Epstein fez um investimento de US$ 3 milhões na corretora de criptomoedas em dezembro de 2014, de acordo com um novo conjunto de e-mails divulgados na sexta-feira (30) pelo Departamento de Justiça dos EUA. O investimento foi intermediado para Epstein pelo cofundador da Tether, Brock Pierce, e pela empresa de venture capital de Pierce, a Blockchain Capital.
Os e-mails indicam que Fred Ehrsam, cofundador da Coinbase, tinha conhecimento pessoal de que o investimento estava sendo feito em nome de Epstein.

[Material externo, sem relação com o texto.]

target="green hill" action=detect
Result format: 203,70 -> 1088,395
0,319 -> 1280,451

Em uma correspondência datada de 3 de dezembro de 2014, Ehrsam pediu para encontrar Epstein em Nova York para discutir o acordo.
“Tenho um intervalo entre meio-dia e 15h de hoje, mas, novamente, não é crucial para mim, mas seria bom encontrá-lo se for conveniente”, escreveu Ehrsam. “É importante para ele?”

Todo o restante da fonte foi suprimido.